In the same letter, Arantxa wrote: “You’ve got your jail, I’ve got mine. My body is a life sentence. One day you’ll be released. We don’t know when, but you will get out. I’ll never get out of mine. There’s another difference between us. You’re there because of what you did. What did I do to deserve it?” That last sentence, actually the entire passage, hit Joxe Mari hard. That day he skipped going out to the recreation yard. He avoided conversation. He barely ate anything. He didn’t visit the library, his favorite refuge recently. Shortly after going to bed, he looked at the photo and decided to abandon ETA without saying a word to anyone, not to his comrades, not to the organization.
And not to his mother.
She was well aware, when she made her next visit to the prison, that Arantxa had sent a photo, so she showed him others. Arantxa in the village square, Arantxa with Celeste, with aita at the entrance to the garden, with Gorka and his husband the day of the wedding, in the kitchen, standing up as she took a few tremulous steps during a physiotherapy session. Photos that Joxe Mari commented on with interest, calmly, even making jokes; pictures that didn’t affect him as violently as the first did.
His sister continued to write him. She followed no routine. She might send him two letters one week and then let a month pass without writing another. The year ended. During January, Arantxa sent him another photograph. On the back it said: “Here I am with my best friend.” There was Bittori, standing behind the wheelchair, not as jolly as Arantxa, but even so, happy. It was hard for Joxe Mari to recognize Txato’s wife in that thin, visibly deteriorated woman. How old she looks. She’s aged worse than ama. There was an explanation for her appearance: “She tells me everything. We see each other practically every day. We’re close friends. She knows she only has a little time left. She refuses to get treatment. Why, when she’s lost all her illusions? She says she’s struggling to stay alive as best she can because she’s hoping for a human gesture from you. She wants nothing else. Your broken-down disaster of a sister begs you. Don’t disappoint me. Put another way: ask her forgiveness. What would it cost you? It hurts me that you don’t do it.”

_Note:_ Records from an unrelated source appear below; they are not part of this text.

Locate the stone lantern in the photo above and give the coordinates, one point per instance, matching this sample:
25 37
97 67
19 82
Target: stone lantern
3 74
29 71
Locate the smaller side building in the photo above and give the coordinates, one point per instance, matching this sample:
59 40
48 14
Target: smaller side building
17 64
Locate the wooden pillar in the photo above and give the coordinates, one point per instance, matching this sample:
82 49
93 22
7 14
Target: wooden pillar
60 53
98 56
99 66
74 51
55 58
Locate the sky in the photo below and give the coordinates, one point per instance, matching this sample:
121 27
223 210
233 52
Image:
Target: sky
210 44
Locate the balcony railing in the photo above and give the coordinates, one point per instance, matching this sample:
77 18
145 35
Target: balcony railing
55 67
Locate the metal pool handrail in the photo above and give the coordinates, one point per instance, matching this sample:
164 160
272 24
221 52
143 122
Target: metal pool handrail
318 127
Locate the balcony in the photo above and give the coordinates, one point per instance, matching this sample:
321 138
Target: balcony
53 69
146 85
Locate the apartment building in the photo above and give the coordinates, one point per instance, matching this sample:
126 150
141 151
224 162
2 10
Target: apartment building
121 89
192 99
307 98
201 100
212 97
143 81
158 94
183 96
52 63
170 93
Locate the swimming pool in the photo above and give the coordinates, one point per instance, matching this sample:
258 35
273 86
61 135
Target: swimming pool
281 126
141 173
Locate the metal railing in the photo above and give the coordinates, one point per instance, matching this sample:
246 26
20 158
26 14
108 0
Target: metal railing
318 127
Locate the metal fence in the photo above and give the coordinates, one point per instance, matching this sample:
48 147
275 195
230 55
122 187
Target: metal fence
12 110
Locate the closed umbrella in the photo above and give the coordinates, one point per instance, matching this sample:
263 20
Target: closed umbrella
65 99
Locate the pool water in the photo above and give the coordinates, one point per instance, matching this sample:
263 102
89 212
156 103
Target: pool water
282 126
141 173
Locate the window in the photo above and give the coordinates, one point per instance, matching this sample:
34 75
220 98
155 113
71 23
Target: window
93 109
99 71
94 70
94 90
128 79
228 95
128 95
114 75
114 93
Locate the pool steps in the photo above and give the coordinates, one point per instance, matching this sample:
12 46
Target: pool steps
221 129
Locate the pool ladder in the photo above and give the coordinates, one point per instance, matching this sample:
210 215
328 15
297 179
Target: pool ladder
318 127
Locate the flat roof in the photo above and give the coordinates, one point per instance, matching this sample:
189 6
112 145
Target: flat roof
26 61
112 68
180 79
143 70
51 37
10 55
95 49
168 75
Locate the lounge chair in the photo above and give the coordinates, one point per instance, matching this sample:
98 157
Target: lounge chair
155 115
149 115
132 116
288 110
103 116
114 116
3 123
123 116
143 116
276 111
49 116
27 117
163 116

Women: how they know how to tangle us up. In bed, his mind a blank, Joxe Mari was staring at the square of blue sky out the window. For a long time, he didn’t move a muscle, listless, his hands joined under his chin. Finally, thoughts came to him. Actually images. Time was a film of his life running backwards. Soon he left the jail and entered another and then another, he was mistreated, later arrested, he went back to the armed struggle, to the rainy afternoon when Txato looked him in the eye, to the pub where he’d shot a man for the first time, to France, to the village, and when he reached the age of nineteen, the speeding mental images suddenly stopped. He then imagined a different destiny, one that culminated in the great dream of his life, to be on the FC Barcelona handball team.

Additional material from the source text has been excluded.